A method returning true if the search is finished. The search is finished if a path has been found to the exit, or if no such path exists.

The constructor should add to the open list a Path consisting of the entrance square only. The nextStep() method should do the following:

Retrieve the next item from the open list
For each cell adjacent to the final cell in the retrieved Path:
- If the cell is not a wall and has not been visited, create a new Path object with this cell as the final cell in the path. Then add it to the open list.
- Mark the cell as visited.

Write a main() method for the MazeSolver class. It should take two command-line arguments: a file containing a Maze, and the designation of the open list data structure. Once the Maze and OpenList are created, create a MazeSolver. Then write a loop that calls nextStep() repeatedly until the search is finished. Once the loop finishes, print out whether the search succeeded or failed. Then print out the Path that was most recently removed from the open list. Also report the number of nodes retrieved from the open list, the number of nodes created during the search, and the total length of the displayed path.

Using a Heap

Unlike a stack or queue, the ordering of the Path nodes in the heap requires additional effort to specify. Design your heap so that the top element is the minimum (a "min-heap"). Each element's value is the sum of the path length and the Manhattan Distance from the end of the Path to the maze exit. The Manhattan Distance is the sum of the differences of the x and y coordinates of two locations. Since this distance precludes the possibility of diagonal movement, it is named as an analogy for navigating a downtown area.

Path display

Add a feature to your user interface that allows the user to do the following:

Select whether to use a stack, queue, or heap
Perform a search and display the result in the maze

You should also add an area of the interface that displays the number of nodes created, the number of nodes retrieved, and the number of steps in the displayed path.

Analysis

Run the search algorithm, with each of a stack, a queue, and a heap, with at least five different randomized mazes.

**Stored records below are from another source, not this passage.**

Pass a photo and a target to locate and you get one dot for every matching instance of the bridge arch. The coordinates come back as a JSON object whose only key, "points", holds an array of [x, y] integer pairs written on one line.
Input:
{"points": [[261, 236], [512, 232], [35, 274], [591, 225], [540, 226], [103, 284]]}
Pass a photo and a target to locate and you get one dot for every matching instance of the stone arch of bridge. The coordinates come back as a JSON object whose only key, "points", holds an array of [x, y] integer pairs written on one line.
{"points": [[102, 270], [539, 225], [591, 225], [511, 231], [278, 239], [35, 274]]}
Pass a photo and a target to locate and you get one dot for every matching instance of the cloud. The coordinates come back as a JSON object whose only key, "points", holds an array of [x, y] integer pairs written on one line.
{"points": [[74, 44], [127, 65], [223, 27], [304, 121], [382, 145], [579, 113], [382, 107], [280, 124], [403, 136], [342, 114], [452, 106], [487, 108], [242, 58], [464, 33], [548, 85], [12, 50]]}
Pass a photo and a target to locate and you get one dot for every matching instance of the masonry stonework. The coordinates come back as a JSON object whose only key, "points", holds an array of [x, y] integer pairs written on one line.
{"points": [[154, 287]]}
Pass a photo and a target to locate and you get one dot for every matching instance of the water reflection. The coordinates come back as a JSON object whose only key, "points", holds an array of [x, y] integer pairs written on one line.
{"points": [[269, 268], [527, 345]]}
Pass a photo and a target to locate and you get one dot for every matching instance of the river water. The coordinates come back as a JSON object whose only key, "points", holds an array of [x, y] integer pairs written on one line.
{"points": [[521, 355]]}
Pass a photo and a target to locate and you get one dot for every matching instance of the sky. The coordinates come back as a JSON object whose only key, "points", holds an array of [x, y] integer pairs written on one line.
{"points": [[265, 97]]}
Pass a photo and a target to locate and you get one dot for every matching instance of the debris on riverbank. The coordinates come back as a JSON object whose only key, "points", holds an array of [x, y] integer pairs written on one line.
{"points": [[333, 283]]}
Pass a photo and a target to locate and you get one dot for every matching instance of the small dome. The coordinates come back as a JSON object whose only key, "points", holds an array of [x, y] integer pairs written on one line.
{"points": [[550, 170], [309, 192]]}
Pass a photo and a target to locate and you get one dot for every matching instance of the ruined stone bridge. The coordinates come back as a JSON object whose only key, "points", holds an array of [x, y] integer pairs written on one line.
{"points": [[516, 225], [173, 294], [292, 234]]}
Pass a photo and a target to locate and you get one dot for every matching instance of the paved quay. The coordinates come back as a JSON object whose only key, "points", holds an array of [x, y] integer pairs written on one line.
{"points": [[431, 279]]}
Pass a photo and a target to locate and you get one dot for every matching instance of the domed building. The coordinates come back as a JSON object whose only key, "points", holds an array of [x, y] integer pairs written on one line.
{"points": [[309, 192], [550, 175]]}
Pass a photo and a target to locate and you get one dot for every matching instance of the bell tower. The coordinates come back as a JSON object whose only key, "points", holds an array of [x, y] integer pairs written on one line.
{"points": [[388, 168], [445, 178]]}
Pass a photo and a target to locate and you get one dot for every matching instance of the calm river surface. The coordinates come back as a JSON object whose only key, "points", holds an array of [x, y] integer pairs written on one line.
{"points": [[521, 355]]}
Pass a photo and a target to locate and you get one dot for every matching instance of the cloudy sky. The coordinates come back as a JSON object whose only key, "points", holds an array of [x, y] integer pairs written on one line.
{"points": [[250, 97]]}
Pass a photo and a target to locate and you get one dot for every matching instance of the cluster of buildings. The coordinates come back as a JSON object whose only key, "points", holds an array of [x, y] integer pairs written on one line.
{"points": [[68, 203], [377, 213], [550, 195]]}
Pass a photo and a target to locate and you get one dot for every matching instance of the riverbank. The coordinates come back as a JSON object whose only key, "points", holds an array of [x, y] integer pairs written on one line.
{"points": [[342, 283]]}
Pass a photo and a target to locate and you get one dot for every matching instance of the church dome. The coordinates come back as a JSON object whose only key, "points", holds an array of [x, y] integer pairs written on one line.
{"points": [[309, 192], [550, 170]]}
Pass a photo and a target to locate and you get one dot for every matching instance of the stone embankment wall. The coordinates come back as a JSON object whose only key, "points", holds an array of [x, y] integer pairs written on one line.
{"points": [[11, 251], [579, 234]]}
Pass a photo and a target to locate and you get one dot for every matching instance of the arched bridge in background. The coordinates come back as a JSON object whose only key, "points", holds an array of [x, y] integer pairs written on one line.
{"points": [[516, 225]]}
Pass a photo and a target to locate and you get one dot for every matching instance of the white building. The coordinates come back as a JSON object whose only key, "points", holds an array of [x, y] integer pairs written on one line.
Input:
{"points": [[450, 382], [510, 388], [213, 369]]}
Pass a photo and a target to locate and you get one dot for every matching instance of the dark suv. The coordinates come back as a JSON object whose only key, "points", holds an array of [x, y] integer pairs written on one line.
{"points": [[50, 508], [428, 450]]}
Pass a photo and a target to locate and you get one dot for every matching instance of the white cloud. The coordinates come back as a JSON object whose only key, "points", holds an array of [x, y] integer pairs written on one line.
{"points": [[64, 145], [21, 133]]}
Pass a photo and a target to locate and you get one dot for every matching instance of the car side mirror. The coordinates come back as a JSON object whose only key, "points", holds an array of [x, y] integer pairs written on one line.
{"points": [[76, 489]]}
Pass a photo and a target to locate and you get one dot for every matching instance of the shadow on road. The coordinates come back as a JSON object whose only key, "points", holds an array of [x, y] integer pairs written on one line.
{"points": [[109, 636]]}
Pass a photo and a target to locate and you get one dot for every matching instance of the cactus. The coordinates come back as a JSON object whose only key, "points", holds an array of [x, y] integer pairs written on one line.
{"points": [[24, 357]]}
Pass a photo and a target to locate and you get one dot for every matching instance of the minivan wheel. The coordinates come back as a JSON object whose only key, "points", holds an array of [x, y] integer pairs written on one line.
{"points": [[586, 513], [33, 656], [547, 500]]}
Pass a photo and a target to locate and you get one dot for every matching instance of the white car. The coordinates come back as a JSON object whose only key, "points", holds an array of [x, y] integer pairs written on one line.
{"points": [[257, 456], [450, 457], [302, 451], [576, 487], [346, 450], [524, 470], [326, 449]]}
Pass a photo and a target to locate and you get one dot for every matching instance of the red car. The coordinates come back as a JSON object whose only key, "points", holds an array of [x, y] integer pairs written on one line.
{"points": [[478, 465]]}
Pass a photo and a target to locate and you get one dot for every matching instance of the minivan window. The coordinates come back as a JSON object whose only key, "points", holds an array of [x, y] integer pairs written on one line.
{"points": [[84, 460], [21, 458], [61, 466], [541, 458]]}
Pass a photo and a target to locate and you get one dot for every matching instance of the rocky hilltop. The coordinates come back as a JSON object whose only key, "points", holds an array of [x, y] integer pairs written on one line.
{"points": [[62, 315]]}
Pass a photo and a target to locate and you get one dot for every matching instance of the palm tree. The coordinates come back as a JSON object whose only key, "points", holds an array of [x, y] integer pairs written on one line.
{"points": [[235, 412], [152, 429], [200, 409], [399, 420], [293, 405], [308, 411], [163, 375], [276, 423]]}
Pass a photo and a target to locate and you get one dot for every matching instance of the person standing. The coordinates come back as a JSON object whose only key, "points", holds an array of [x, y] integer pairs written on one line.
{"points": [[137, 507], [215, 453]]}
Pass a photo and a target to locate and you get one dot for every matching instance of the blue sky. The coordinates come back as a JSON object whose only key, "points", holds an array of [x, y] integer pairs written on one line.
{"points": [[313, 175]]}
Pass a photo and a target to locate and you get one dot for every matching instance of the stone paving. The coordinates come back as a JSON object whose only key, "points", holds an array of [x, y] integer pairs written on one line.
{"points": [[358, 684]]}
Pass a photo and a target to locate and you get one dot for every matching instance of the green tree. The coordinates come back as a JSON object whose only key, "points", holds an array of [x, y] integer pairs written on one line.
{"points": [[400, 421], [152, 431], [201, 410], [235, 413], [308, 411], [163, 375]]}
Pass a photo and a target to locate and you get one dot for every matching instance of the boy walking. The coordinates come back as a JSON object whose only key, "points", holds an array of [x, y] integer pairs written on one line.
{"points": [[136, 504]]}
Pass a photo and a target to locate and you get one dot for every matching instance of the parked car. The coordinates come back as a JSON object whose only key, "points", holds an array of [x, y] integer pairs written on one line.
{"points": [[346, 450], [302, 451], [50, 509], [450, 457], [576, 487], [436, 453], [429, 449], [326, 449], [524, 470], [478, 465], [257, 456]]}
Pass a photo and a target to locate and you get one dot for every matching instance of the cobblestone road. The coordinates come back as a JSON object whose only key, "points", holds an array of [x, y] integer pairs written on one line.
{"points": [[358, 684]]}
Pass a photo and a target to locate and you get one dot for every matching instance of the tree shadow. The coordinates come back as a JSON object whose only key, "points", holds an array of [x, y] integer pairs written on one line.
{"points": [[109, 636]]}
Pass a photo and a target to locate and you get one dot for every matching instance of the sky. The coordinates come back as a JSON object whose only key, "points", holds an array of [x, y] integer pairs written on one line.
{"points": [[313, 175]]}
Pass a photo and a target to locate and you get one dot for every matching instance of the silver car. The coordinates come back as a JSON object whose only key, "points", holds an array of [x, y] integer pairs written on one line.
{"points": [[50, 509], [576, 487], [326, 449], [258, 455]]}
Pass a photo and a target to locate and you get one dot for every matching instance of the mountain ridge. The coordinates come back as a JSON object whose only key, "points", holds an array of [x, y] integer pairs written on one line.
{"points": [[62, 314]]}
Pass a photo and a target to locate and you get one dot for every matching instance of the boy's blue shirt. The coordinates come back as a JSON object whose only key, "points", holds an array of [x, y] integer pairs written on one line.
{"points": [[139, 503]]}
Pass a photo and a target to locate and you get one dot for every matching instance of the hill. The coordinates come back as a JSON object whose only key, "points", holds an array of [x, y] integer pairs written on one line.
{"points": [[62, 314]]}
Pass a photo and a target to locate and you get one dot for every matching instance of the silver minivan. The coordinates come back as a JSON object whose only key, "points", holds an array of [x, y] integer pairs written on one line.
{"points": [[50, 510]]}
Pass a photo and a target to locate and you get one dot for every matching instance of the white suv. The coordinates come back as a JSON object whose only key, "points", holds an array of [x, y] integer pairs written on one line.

Write a text document in which you answer the following questions:

What are the advantages and disadvantages of using a stack for the search?
How about a queue?
How about a heap?
Justify your answers using numerical data about the performance of the search algorithm.
Is one approach to the open list clearly superior to the others? If so, why? If not, in what situations is each at an advantage?

Your document should include either screen shots or textual representations of each maze.